I fatti di causa traggono origine dalla decisione del Tribunale territorialmente competente, confermata in grado d’appello, che aveva dichiarato privo di giusta causa il recesso esercitato da un agente, condannandolo al pagamento in favore della preponente dell’indennità sostitutiva del preavviso. I giudici di merito avevano, altresì, dichiarato nullo il patto di stabilità apposto al contratto di agenzia che prevedeva in capo all’agente la corresponsione di una penale pari a Euro 100.000 qualora avesse deciso di recedere, per qualsivoglia motivo, prima di una determinata data.
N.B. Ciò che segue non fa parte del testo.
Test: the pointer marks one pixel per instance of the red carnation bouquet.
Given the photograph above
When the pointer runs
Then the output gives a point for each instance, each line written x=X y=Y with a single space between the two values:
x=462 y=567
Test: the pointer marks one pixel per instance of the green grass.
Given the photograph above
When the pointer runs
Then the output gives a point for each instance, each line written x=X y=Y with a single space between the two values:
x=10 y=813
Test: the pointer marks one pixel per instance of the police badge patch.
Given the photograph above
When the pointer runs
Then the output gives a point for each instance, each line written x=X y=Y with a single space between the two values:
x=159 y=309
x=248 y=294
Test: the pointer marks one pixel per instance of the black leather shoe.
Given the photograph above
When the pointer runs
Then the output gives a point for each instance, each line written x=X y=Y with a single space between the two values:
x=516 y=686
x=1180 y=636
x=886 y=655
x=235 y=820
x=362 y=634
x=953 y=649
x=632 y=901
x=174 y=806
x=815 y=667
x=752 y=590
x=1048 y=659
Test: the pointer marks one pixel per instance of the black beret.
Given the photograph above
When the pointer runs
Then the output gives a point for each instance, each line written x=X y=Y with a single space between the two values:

Avverso la decisione di merito, ricorreva in cassazione la preponente sostenendo che la penale non rappresentava una sanzione per il mancato adempimento dell’obbligo di preavviso concretizzando, invece, una liquidazione anticipata del danno derivante dall’aver la stessa investito in un rapporto di collaborazione che si aspettava stabile. Resisteva, contro ricorso l’agente ed entrambe le parti presentavano memorie.
La Corte di Cassazione, nel confermare la decisione di merito, ha ritenuto applicabile alla fattispecie un proprio principio secondo cui l’art. 1750, comma 4, cod. civ. – nel porre la regola inderogabile per la quale i termini di preavviso devono essere gli stessi per le due parti del rapporto – esprime un precetto materiale che vieta pattuizioni che alterino la parità delle parti in materia di recesso.
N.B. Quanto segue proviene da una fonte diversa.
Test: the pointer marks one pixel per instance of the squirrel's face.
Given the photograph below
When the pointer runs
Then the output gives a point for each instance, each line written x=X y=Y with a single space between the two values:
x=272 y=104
Conseguentemente, a parere della Corte di Cassazione, è nullo per frode a detto precetto (art. 1344 cod. civ.) il patto che contempli, in aggiunta all’obbligo di pagare l’indennità di mancato preavviso, una penale a carico del solo agente che si renda inadempiente all’obbligo di dare preavviso (Cass. n. 24274 del 14/11/2006).
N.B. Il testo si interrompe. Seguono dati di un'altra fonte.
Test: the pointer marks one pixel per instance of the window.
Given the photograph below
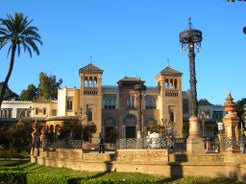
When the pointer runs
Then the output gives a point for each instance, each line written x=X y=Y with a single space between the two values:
x=5 y=113
x=130 y=101
x=69 y=104
x=185 y=106
x=109 y=101
x=44 y=111
x=150 y=102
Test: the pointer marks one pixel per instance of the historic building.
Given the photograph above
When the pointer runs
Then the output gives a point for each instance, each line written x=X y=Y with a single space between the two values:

Nel caso di specie, sebbene il patto di stabilità non fosse correlato formalmente all’obbligo di osservare il preavviso, i giudici di merito hanno – ad avviso della Corte– correttamente disposto la sua nullità.
Secondo la Corte di Cassazione, il patto di stabilità, per come strutturato, realizzava l’effetto di alterare la parità delle parti in materia di recesso. Ciò in quanto “il suo rilevantissimo importo, incidesse (ndr incideva) in maniera significativa sulla normale facoltà di recedere di una sola delle parti, limitandola fortemente, ed eludendo, per tale via, il principio imperativo della parità delle parti medesime in materia di recesso”. Il patto in questione aveva, infatti, l’effetto di rendere “notevolmente più gravosa, per il solo agente, la possibilità di liberarsi dal vincolo corrispondendo esclusivamente l’indennità di preavviso”.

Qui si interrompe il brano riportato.